PaddleSpeech is an open-source toolkit on PaddlePaddle platform for two critical tasks in Speech - Speech-To-Text (Automatic Speech Recognition, ASR) and Text-To-Speech Synthesis (TTS), with modules involving state-of-art and influential models.
## What can PaddleSpeech do?
### Speech-To-Text
PaddleSpeech ASR mainly consists of components below:
- Implementation of models and commonly used neural network layers.
- Dataset abstraction and common data preprocessing pipelines.
- Ready-to-run experiments.
PaddleSpeech ASR provides you with a complete ASR pipeline, including:
- Data Preparation
- Build vocabulary
- Compute Cepstral mean and variance normalization (CMVN)
- Featrue extraction
- linear
- fbank (also support kaldi feature)
- mfcc
- Acoustic Models
- Deepspeech2 (online and offline)
- Transformer (online and offline)
- Conformer (online and offline)
- Decoder
- ctc greedy search (used in DeepSpeech2, Transformer and Conformer)

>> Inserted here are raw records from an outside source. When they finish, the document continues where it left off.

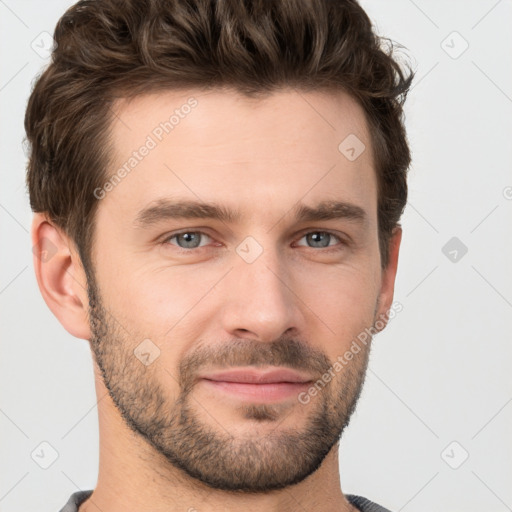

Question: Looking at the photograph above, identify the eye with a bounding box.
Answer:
[162,231,210,249]
[301,231,344,249]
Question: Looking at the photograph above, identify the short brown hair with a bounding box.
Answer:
[25,0,414,271]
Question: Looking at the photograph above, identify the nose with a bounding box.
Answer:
[221,245,304,341]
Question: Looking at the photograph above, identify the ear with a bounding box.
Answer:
[375,226,402,331]
[31,213,91,340]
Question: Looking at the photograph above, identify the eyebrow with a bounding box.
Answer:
[134,198,368,228]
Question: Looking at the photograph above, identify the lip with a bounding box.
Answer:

- ctc beam search (used in DeepSpeech2, Transformer and Conformer)
- attention decoding (used in Transformer and Conformer)
- attention rescoring (used in Transformer and Conformer)
Speech-To-Text helps you training the ASR model very simply.
### Text-To-Speech
TTS mainly consists of components below:
- Implementation of models and commonly used neural network layers.
- Dataset abstraction and common data preprocessing pipelines.
- Ready-to-run experiments.
PaddleSpeech TTS provides you with a complete TTS pipeline, including:
- Text FrontEnd
- Rule based Chinese frontend.
- Acoustic Models
- FastSpeech2
- SpeedySpeech
- TransformerTTS
- Tacotron2
- Vocoders
- Multi Band MelGAN
- Parallel WaveGAN
- WaveFlow
- Voice Cloning
- Transfer Learning from Speaker Verification to Multispeaker Text-To-Speech Synthesis
- GE2E
Text-To-Speech helps you to train TTS models with simple commands.